The Arbour Lake Sghool
The Arbour Lake Sghool began in a house at 160 Arbour Ridge Circle in the Arbour Lake suburb of Calgary, Canada. A group of friends, some of whom had attended art school together, decided they wanted to keep hanging out and working as a group.
Their practices and many of their projects have been creatively conceived within the space of this house. And lot of their site-specific, DIY work has dealt with radically transforming their built environments—from moving entire built structures to tearing down walls to expose the graffiti inside buildings to conducting experimental teaching in a defunct school building.
We met some some of the Sghool's members at the Kunstvlaai Festival in Amsterdam, loved what they were doing and wanted to learn more. A conversation over google docs ensued.
The Sghool's Origins
Scott: At first we just spent time enjoying living together, but I think there was always a sense that we were going to turn the house and our life there into some kind of collective art project. In a sense we were beginning a lifestyle, choosing to live a very specific way that none of us had really tried before. The house slowly changed from being a space that we lived in, to a space that we could adapt and mobilize. The property became a medium. The house is now for sale and we’ve all moved on to other places. Most of us lived there for about six years, and it’s not that we got tired of it, but we all have our own individual practices and interests which pulled us in different directions. It’s kind of a cool situation, because now we get to explore what the Sghool can mean outside of the neighborhood of Arbour Lake. The house is gone, but the atmosphere is something we’ve retained.
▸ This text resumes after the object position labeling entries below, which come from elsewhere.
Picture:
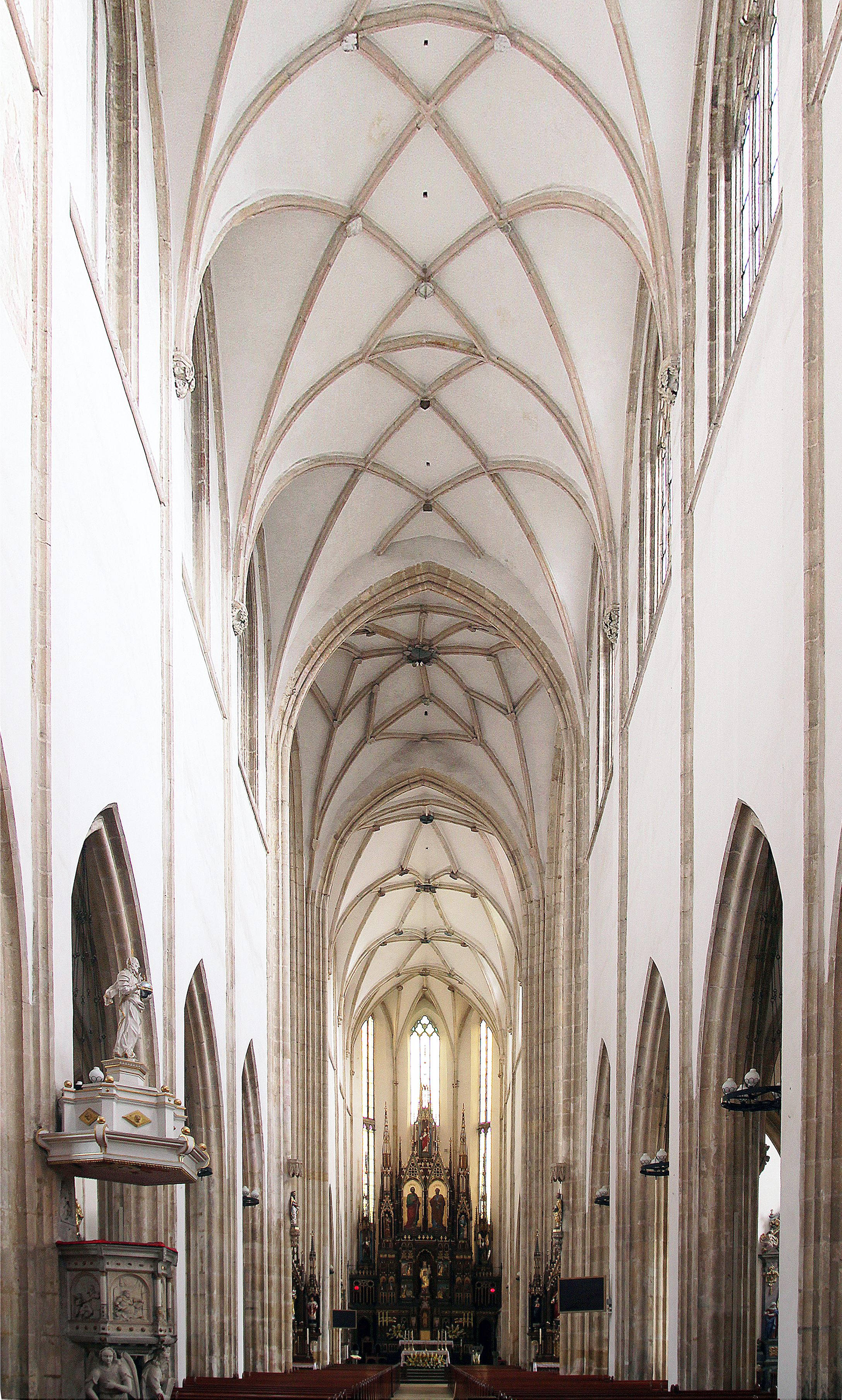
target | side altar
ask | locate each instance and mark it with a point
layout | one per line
(425, 1269)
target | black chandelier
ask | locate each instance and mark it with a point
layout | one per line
(751, 1097)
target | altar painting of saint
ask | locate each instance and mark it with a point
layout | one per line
(412, 1206)
(437, 1199)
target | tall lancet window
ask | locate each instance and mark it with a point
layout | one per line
(424, 1067)
(756, 173)
(485, 1119)
(369, 1119)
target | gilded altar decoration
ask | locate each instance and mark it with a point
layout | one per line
(130, 990)
(425, 1266)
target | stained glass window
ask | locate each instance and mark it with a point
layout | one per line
(485, 1118)
(756, 177)
(424, 1067)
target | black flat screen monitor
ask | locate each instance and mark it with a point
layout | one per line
(582, 1296)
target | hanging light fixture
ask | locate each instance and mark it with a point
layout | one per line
(751, 1097)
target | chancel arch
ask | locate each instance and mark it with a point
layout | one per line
(424, 881)
(106, 931)
(16, 1091)
(648, 1244)
(831, 1360)
(740, 1031)
(599, 1213)
(208, 1244)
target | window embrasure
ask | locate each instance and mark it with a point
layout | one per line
(606, 628)
(485, 1120)
(425, 1052)
(248, 636)
(200, 422)
(660, 387)
(756, 174)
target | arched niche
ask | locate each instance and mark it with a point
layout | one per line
(107, 930)
(15, 1119)
(209, 1286)
(599, 1220)
(740, 1030)
(254, 1223)
(648, 1196)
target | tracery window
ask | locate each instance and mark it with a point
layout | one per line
(369, 1119)
(248, 684)
(485, 1119)
(424, 1067)
(756, 176)
(200, 409)
(114, 182)
(603, 661)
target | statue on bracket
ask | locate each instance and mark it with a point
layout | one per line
(155, 1377)
(130, 992)
(412, 1209)
(111, 1375)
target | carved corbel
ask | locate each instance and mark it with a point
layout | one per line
(239, 618)
(611, 624)
(669, 376)
(184, 376)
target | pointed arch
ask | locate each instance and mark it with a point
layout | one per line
(209, 1284)
(599, 1220)
(254, 1223)
(740, 1030)
(16, 1098)
(646, 1339)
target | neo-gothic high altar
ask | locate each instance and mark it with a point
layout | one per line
(425, 1270)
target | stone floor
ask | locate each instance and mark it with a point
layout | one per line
(422, 1391)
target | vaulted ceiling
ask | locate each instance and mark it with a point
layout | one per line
(428, 227)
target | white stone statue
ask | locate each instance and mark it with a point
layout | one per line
(111, 1377)
(153, 1380)
(130, 992)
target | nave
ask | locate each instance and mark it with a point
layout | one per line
(421, 698)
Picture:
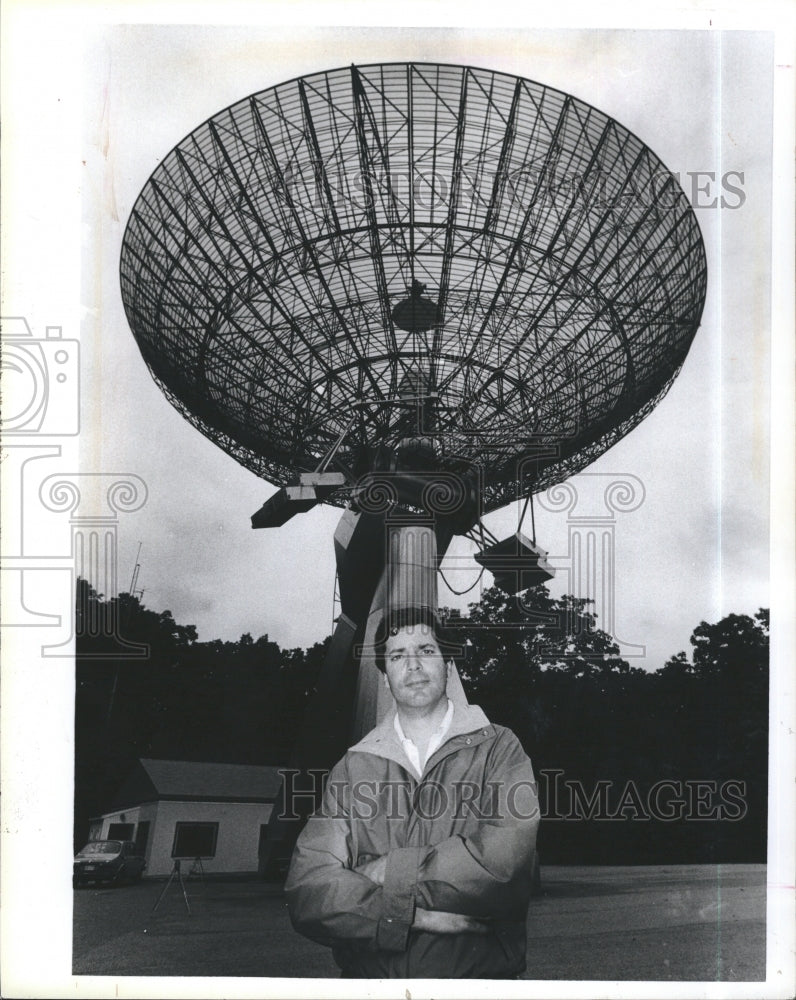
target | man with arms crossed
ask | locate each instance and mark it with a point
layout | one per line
(419, 862)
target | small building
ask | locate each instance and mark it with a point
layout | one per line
(184, 810)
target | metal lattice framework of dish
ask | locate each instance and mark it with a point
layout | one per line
(329, 258)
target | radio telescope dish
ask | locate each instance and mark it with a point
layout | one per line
(330, 257)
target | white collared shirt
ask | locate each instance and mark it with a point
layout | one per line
(434, 743)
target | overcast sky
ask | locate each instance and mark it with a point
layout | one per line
(697, 547)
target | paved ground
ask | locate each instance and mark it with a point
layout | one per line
(673, 922)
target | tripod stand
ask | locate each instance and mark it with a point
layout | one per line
(175, 871)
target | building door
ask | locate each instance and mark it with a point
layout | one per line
(262, 849)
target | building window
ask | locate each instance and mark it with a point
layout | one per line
(195, 840)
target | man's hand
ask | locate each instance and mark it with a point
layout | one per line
(374, 870)
(440, 922)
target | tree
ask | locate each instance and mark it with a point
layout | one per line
(736, 647)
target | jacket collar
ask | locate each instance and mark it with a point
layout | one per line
(467, 719)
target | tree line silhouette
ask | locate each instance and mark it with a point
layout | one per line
(633, 766)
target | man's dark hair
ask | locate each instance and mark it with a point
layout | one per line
(399, 618)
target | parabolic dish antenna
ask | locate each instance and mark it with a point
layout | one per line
(329, 258)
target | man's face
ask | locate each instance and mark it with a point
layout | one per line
(416, 672)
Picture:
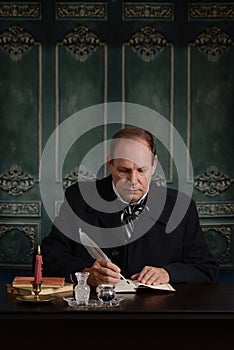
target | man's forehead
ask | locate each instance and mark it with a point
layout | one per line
(132, 150)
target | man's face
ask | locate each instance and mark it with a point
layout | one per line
(132, 168)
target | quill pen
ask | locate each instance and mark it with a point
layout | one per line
(94, 250)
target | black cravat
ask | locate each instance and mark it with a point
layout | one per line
(132, 212)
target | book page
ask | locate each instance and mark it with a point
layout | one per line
(130, 286)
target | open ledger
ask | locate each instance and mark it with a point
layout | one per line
(130, 286)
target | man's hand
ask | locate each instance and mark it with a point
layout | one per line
(103, 272)
(152, 275)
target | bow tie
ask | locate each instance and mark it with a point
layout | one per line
(132, 212)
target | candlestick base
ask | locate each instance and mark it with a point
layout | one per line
(36, 287)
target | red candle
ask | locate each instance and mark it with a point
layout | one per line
(38, 267)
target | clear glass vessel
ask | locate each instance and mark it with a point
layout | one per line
(82, 289)
(106, 293)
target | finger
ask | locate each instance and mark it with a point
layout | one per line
(135, 276)
(141, 275)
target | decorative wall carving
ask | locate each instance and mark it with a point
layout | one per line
(212, 182)
(210, 11)
(22, 10)
(80, 173)
(15, 181)
(225, 232)
(148, 10)
(215, 209)
(20, 209)
(81, 10)
(81, 43)
(213, 42)
(16, 42)
(11, 253)
(147, 43)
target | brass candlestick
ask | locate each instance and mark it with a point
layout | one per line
(36, 288)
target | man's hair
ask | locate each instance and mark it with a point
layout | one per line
(134, 133)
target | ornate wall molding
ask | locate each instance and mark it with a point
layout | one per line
(16, 181)
(213, 43)
(215, 209)
(30, 10)
(29, 230)
(20, 209)
(203, 11)
(162, 11)
(80, 173)
(81, 43)
(16, 42)
(212, 182)
(74, 10)
(224, 231)
(147, 43)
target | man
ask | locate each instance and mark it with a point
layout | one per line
(127, 214)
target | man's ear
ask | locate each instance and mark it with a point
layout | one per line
(109, 162)
(155, 164)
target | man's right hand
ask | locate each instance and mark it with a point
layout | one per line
(103, 272)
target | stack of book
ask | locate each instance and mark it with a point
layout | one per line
(22, 285)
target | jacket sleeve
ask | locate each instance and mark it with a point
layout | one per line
(62, 254)
(197, 265)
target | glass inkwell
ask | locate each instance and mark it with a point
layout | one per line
(106, 294)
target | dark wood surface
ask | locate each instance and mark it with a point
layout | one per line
(204, 301)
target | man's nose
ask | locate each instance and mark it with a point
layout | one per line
(133, 177)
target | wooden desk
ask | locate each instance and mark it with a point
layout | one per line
(190, 301)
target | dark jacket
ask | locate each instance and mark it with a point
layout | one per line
(183, 252)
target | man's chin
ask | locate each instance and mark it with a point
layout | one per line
(131, 197)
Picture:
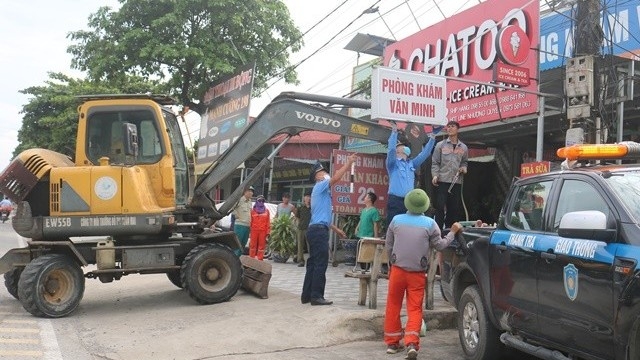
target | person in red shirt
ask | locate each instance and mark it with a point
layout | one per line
(260, 228)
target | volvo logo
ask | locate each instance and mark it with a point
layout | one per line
(318, 119)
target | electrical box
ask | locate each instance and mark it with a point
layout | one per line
(579, 86)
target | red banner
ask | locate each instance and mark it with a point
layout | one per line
(369, 175)
(495, 34)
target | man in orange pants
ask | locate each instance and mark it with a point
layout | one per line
(260, 228)
(409, 239)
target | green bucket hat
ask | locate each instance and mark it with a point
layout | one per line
(416, 201)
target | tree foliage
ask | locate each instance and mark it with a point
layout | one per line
(50, 118)
(188, 44)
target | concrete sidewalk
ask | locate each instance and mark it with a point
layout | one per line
(343, 292)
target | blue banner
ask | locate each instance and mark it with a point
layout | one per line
(620, 22)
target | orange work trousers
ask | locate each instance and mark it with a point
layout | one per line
(258, 244)
(412, 284)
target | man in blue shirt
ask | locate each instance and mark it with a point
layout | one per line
(401, 171)
(318, 233)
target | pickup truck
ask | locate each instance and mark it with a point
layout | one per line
(558, 277)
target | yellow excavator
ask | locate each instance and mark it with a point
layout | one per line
(128, 187)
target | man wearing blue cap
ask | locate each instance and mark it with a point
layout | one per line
(242, 215)
(401, 171)
(318, 232)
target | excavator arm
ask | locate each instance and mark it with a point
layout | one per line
(286, 114)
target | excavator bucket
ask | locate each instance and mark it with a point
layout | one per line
(256, 276)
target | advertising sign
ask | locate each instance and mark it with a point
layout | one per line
(370, 175)
(493, 42)
(620, 22)
(410, 96)
(534, 168)
(226, 116)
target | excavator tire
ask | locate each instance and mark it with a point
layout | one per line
(211, 273)
(11, 279)
(51, 286)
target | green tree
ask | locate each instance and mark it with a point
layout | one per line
(50, 118)
(188, 44)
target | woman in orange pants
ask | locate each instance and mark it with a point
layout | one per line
(260, 228)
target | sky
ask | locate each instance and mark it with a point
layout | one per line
(34, 43)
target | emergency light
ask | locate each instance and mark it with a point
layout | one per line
(621, 150)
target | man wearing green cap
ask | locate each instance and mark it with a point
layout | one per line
(409, 239)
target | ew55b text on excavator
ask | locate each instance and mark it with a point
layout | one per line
(128, 186)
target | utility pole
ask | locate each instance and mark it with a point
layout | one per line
(582, 80)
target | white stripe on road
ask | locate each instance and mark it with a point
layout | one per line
(49, 341)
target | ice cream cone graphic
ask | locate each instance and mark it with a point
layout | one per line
(515, 43)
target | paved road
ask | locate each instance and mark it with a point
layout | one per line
(146, 317)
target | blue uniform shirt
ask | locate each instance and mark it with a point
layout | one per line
(402, 172)
(321, 203)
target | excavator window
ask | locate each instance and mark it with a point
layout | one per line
(106, 137)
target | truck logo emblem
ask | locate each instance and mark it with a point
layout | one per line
(318, 119)
(570, 275)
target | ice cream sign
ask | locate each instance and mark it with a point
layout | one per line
(491, 43)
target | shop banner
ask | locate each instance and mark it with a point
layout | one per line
(226, 116)
(369, 175)
(494, 42)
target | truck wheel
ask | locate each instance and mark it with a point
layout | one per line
(479, 338)
(211, 273)
(11, 279)
(51, 285)
(174, 277)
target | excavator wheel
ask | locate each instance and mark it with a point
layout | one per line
(51, 286)
(11, 279)
(211, 273)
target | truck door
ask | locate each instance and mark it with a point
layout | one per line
(513, 258)
(575, 276)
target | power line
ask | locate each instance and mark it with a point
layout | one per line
(320, 48)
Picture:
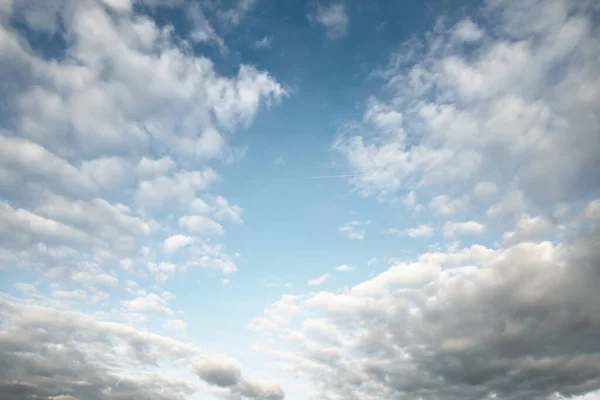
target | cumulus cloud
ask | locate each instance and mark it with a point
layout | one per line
(517, 322)
(56, 354)
(319, 280)
(420, 231)
(226, 373)
(353, 229)
(176, 242)
(333, 18)
(496, 112)
(468, 228)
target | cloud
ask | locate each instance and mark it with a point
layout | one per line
(176, 242)
(420, 231)
(149, 303)
(353, 229)
(72, 295)
(467, 31)
(226, 373)
(219, 371)
(460, 127)
(201, 224)
(467, 228)
(485, 189)
(517, 322)
(320, 280)
(530, 229)
(236, 14)
(442, 205)
(264, 43)
(114, 360)
(333, 18)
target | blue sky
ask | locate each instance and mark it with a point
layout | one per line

John: What kind of things would we do in the house? Anything and everything. The location was large — a 2,000 square foot house with a front and back yard the size of a small apartment building. The entire house or parts of it could be configured as sound or art studios, a recital hall, a movie theater or an installation space. The yard was a stage, a canvas, an agricultural plot and a proving grounds for experiments and stunts. We were constantly building small gadgets and physical half-jokes, making music, sketching, making and wearing costumes, and trying out ideas. One room was completely transformed into a cave for a film shoot, another became a cult spaceship interior. In the garage Andrew built a hovercraft and other nonsense. Justin once dumped 3 cubic meters of sand in the front yard, painted the sidewalk blue and had a beach party.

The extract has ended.